Traffic felonies and misdemeanors: knowing the difference

Can a traffic-related violation result in a serious crime? The answer is yes. Gwinnett residents may be aware of the potential consequences a speeding ticket or similar traffic violation can bring, but many may not be aware that a traffic-related violation could result in a felony charge. Felonies are more severe in comparison to a misdemeanor as they could result in a punishment of one year or more in prison if convicted.

Like other charges, traffic violations can be compounded in severity if convicted on other previous traffic-related charges or if the charge is made in conjunction with other accusations or criminal charges. Many mild traffic charges result in citations or fines that do not breach the threshold of misdemeanor or felony charges. This is usually true in relation to the average speeding ticket or possibly if a person were accused of running a stop sign or red light. However, driving with a suspended or revoked license or in connection with intoxicated driving behaviors. If faced with a misdemeanor traffic charge, a person could face up to a year in jail if convicted.

However, being charged with a traffic violation doesn't automatically make a person guilty of that crime. Even with traffic infractions (tickets) a person generally has the right to a court date to defend oneself. More serious traffic violations or accusations will automatically warrant a court date in which a person is expected to appear. Building the criminal defense that is right for you is the best way to approach a traffic-related charge.
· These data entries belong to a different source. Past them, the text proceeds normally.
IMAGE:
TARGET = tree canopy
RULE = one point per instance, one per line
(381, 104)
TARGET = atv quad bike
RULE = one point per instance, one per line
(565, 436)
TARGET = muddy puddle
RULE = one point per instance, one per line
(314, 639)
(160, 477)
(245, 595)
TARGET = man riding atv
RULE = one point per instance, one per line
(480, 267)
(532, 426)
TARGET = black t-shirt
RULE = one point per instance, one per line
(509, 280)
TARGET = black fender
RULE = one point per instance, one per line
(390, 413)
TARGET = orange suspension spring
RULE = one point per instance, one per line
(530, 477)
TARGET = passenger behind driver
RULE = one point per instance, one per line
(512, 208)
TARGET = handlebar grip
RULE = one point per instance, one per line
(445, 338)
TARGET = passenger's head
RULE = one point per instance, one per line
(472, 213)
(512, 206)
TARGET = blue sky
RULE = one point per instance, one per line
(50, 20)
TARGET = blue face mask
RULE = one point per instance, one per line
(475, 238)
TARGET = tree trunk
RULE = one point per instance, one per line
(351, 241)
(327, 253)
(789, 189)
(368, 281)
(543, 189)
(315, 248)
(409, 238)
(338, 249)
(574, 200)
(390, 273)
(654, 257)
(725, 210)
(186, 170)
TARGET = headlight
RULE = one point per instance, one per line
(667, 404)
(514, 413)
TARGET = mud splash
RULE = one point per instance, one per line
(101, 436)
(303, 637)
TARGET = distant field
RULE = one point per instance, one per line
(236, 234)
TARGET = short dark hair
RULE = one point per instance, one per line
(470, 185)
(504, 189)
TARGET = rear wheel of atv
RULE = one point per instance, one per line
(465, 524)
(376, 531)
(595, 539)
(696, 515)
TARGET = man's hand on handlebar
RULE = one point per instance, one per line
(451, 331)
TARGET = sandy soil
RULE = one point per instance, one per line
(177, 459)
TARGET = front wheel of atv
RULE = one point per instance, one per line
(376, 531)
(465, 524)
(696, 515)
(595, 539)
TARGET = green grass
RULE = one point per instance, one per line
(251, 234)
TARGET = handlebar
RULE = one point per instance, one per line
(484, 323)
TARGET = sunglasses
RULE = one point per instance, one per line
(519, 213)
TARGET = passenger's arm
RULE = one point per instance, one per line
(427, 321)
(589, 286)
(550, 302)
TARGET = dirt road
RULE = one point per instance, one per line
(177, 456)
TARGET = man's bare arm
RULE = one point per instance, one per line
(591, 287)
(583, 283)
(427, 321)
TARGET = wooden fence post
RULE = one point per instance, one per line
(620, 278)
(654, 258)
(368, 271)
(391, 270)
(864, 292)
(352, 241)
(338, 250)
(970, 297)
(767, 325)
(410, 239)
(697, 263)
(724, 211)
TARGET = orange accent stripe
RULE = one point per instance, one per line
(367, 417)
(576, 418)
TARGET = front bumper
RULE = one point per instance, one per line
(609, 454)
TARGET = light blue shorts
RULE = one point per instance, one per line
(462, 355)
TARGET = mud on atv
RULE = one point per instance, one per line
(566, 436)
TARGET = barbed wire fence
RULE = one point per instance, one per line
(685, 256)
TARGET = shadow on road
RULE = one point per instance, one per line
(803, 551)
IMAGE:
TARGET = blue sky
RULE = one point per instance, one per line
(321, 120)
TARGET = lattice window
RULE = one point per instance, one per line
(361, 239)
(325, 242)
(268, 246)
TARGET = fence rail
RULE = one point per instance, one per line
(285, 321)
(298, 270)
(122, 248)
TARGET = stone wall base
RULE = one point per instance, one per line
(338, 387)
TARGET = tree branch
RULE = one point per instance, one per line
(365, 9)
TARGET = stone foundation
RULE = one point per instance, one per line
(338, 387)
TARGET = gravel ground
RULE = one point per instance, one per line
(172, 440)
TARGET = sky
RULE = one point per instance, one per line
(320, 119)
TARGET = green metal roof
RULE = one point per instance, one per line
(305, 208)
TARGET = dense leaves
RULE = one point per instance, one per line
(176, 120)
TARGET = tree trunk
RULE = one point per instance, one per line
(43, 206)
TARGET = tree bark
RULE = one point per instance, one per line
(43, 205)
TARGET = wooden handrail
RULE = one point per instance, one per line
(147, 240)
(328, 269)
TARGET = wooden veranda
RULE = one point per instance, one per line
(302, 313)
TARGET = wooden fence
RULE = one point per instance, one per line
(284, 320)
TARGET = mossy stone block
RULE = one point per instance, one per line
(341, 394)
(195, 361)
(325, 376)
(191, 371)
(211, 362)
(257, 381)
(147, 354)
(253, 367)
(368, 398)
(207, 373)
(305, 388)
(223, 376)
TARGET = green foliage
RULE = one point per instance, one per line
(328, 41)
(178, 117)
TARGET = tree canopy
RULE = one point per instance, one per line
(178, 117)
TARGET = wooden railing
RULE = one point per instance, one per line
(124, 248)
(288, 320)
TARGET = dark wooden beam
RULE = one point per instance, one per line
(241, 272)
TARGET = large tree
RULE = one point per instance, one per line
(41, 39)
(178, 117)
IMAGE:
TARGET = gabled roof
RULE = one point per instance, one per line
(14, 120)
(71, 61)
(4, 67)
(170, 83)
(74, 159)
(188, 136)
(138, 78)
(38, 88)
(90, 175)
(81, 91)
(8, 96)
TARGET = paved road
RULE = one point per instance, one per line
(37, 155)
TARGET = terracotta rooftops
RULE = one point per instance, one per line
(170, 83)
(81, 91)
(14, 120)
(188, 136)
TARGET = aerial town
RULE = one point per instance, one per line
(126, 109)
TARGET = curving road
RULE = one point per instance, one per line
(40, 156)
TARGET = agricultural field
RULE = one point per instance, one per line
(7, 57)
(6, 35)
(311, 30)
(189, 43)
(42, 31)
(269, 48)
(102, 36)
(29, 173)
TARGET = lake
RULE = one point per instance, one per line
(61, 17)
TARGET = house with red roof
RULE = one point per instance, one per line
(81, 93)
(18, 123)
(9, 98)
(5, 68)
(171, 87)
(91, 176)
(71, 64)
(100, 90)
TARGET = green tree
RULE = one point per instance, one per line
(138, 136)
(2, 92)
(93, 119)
If you are wondering if your traffic-related charge is an infraction, a misdemeanor or even as serious as a felony - it's best to find out which. All will require different criminal defense strategies to ensure the best possible outcome. Especially with the more serious crimes, the results if convicted could be really impactful on a person and their family. Even traffic infractions can impact other aspects of a person's life like their ability to be insured.